Re: virus: _____ of Virus

Brett Lane Robertson (unameit@tctc.com)
Wed, 26 Nov 1997 18:31:48 -0500


At 08:42 AM 11/26/97 -0800, you wrote:
>Brett Lane Robertson wrote:
>>
>snip
>
>> If you are interested...'I' tend to think that the developmental point in
>> history when Buddhism developed was this "point in development where the
>> *bad* memes start propagating" (or its equivalent in an individual). That
>> is, the idea of "object permanence" should not be limited to the idea that
>> the only permanent object which might exist is void, or nothing.
>> Brett
>>
>
>snip
>
>Whoa... I think I told you earlier that some of your messages I save to
>read at times when I am alert, to mull and ponder. This one I had to
>print. Bringing in the concept of male and female gender issues into
>the discussion sort of came out of left field for me. I have always
>just assumed that things we (as humans) assign to gender are memes in
>themselves. Certainly in nature we see different species where gender
>roles and issues are very different from primates. Even within primate
>societies gender roles vary somewhat.
>
>Anyway, I do not feel competent to reply to this right now. So I will
>flag it for further response later.
>
>BTW, there are gender-ambiguous names and IMHO Brett is one of them.
>Somehow I have concluded that you are male. Not that this makes any
>difference, but now I am curious.
>
>Non gender-ambiguous
>
>Marie

List,

I would like to explore my own ideas with the group, too. But there tend to
be lots of ideas hinted at in each post. This is one such post. Maybe if I
limit my posts to one idea sommehow? Like, religion and government: Do
people see religion as a female characteristic...government as male? Does
the idea that women seem more social and more family oriented imply that
government is more approriately a "feminine" persuit? (though this point was
really secondary to the idea that *developmentally* we learn to sacrifice
the individual for the group and many people find "void" to be the name for
the all-inclusive permanence which allows this enmeshment to happen...oops,
two ideas in the same post).

I am male.

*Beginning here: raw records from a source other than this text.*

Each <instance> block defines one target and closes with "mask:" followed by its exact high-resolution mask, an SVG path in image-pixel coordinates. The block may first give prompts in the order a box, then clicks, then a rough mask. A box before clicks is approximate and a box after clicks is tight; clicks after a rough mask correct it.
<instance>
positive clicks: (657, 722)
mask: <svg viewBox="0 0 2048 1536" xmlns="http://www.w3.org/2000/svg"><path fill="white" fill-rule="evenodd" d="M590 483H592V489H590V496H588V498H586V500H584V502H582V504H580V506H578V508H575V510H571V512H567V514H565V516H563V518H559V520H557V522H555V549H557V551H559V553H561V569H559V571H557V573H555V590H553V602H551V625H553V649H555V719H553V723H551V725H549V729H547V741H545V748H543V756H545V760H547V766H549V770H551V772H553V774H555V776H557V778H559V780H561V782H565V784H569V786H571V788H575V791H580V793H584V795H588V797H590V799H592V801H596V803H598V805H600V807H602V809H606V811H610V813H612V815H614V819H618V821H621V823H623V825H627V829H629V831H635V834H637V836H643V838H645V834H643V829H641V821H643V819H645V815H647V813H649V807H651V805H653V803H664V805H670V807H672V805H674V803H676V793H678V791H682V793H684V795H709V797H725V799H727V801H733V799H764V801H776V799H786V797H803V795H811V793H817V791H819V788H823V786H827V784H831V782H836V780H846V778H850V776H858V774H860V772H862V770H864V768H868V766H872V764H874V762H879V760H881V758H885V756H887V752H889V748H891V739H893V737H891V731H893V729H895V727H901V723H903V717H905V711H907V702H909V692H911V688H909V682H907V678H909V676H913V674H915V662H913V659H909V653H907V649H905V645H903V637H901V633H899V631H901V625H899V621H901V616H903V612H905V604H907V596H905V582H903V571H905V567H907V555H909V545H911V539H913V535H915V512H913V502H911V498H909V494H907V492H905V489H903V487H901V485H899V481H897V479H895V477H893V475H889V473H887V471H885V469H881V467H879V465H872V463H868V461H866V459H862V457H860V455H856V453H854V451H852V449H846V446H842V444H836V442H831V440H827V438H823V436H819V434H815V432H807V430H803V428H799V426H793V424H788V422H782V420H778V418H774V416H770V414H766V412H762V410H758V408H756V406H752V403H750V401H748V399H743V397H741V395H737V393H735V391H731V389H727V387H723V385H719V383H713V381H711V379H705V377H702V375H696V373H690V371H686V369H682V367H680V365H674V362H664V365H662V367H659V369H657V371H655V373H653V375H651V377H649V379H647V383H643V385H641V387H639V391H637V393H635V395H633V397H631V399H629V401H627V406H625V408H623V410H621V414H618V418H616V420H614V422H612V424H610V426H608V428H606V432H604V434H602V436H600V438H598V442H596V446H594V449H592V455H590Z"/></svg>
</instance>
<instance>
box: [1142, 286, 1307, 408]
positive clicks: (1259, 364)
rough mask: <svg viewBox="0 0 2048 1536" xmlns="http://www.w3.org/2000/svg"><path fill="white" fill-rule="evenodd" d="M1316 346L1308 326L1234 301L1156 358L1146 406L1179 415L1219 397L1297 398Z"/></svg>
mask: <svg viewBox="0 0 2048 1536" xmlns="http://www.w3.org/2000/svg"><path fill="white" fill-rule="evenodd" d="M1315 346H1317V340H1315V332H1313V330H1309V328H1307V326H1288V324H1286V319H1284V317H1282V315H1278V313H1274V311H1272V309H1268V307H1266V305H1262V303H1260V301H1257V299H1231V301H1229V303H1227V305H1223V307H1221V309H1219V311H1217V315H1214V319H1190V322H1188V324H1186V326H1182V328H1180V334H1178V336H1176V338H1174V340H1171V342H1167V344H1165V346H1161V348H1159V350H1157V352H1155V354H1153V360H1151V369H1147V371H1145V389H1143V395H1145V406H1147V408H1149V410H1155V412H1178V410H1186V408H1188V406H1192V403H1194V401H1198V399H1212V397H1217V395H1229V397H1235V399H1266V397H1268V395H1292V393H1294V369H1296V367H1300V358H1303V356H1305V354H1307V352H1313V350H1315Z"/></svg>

I wonder sometimes what the real people on the other side of my
computer screen look like so I can fit them into neat categories. It is a
difficult habit to overcome, but could be considered an advantage...that
everyone is equal in cyberspace (to a certain extent) regardless of sex,
race, handicap, age, religion, etc....

Brett

Returning,
rBERTS%n
http://www.tctc.com/~unameit/makepage.htm

Show respect for age. Drink good Scotch for a change.